In my last article, I showed how SLH-DSA (SPHINCS+), the post-quantum hash-based signature scheme, can be accelerated by several orders of magnitude using parallelization tools like SIMD, multithreading, and graphics APIs.
I made some imprecise statements in that article about how, if batched, SLH-DSA verification can approach the throughput of elliptic curve signature schemes, which today are the cutting edge in classical cryptography. Today I’d like to flesh that comparison out more fully, and answer some questions I’ve received about this. Verification speed is one of the most important factors to consider for any signature scheme used in distributed systems with many verifiers, so it’s important that we be thorough.

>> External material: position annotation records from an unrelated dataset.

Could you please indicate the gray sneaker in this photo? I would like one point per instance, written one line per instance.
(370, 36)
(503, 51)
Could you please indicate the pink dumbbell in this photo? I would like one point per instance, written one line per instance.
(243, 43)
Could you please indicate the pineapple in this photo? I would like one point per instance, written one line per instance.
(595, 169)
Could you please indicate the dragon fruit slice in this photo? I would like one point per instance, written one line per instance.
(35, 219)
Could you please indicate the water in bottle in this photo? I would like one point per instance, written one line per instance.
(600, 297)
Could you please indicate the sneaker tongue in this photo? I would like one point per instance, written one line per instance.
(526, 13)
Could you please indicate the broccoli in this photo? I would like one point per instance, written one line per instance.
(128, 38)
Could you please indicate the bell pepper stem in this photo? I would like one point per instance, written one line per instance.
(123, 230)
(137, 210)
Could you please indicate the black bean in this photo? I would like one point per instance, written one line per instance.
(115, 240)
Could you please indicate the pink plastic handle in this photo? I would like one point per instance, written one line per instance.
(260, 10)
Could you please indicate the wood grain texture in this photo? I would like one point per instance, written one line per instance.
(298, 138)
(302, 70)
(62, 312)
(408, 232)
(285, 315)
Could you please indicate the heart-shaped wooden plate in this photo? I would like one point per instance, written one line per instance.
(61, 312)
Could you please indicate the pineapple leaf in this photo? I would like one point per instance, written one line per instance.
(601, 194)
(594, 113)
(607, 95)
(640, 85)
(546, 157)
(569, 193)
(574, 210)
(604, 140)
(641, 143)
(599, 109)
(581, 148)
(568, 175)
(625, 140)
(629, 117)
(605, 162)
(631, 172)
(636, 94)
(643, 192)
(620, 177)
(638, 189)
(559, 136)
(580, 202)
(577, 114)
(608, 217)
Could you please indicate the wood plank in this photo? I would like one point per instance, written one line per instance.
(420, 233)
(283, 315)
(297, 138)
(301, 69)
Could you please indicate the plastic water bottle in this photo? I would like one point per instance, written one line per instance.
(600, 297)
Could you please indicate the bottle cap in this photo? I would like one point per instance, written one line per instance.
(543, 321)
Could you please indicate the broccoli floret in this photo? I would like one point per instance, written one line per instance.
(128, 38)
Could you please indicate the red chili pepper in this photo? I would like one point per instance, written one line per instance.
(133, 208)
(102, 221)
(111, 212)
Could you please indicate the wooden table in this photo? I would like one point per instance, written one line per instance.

Specifically, I will be comparing the throughput my implementation of SLH-DSA-SHA2-128s against an implementation of BIP340 Schnorr signature verification on the secp256k1 curve. SLH-DSA-SHA2-128s is the NIST-standardized parameter set which results in the smallest signatures, but is also in the weakest security class, comparable in classical security to BIP340 on secp256k1 (128 bits).
Disclaimers
All benchmarks are taken on my person machine, and where applicable I have noted the use of multithreading, batching, or hardware acceleration. Note we cannot empirically compare the verification algorithms themselves - one can only benchmark actual code, after all. While this comparison should be insightful, do not take it as a blanket statement of “A is always X times slower than B”.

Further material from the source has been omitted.